There I was with an amazing podcast which is renowned across the world, with over 1.5 million downloads and a base in every English speaking country. I had an amazing family, a gorgeous girlfriend whom I deeply love and, above all, I am on the cusp of beginning the next incredible stage of my life in a place where as recently as November I didn't think I could get into, but which I have now undoubtedly been accepted by. Furthermore, I have a base of operations set up and a supervisor in place for when I go over. It was a strange feeling, like I was only just seeing things for the first time. 'Cambridge don't make mistakes Zack', I told myself, 'you are just that good'. I smirked to myself naughtily; if anyone had heard me make such an arrogant statement, they'd think I was a jerk.
But then I thought again 'I am good enough for Cambridge. I am'. Then as I traveled home it suddenly became funny, 'Look at me' I thought to myself, 'I live in a council estate - if Cambridge even knew who I really was, where I'd come from, what I'd done and how hard I'd actually worked to get there, then surely they'd realise how incredible my whole story was'. It was at that moment that it hit me - my story is an incredible one, and for the sake of people everywhere who believe that they aren't good enough, or who are told by people or the system or anyone else that they aren't good enough, it is a critical one to tell.
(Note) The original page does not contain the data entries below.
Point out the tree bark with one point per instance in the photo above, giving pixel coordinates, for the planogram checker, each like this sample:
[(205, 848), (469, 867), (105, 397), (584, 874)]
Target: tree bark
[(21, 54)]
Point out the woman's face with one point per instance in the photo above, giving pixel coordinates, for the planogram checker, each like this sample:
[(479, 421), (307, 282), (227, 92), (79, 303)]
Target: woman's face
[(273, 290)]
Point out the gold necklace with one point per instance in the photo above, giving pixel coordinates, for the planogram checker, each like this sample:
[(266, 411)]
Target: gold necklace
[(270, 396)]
Had I given up, had I decided not to pursue the end goal of a PhD in history that others had recommended. Had I listened to the voices that said no within me rather than the people who encouraged me without, where would I be now? If I hadn't been encouraged by others to keep going, I don't know if I would have at all. I don't know if I would have been strong enough to persuade myself that, even if I made it to the end, that I was worth that end result, or that anything like that success would be destined for me. Had the guidance counselor in high school not believed in me; had the secretary in Rathmines not believed in me enough to give me a place at the last minute in an over-subscribed course; had my listener John Hogan not believed in me enough to ask me to do a guest lecture; had my friend not believed in me enough to set me up to give history grinds; had my Aunt not believed in me enough to recommend me to higher ups in the BBC to talk about my podcast; had my mentor not believed in me enough to persuade me that Cambridge was the place for me; had each and every one of you not believed in me enough to tune in every week and send words of encouragement my way - had I not believed in me enough to justify continuing with the work, with the podcast, with the study, with the applications, even when it was so hard and success seemed so out of reach, then I don't know where I would be right now, but I definitely wouldn't be here.
It stands as an incredible journey, and I am blessed to able to say that I have achieved all that and that I am now about to begin another chapter of this life. Sometimes, I still hear the voices deep down which tell me that I can't do it, that I should give up and that other people are better, more qualified and more worthy than me. Sometimes I hear them, but the other, better voices are much louder now. Sometimes, when I listen really hard, the better voices are all that I can hear.
Thanks for reading, I mean that sincerely, and if you feel in any way the same as I did; like you're not worth it, like you should just give up, like you may even have 'impostor syndrome', then please talk to someone. People care about you whether you believe it or not, and the best is yet to come.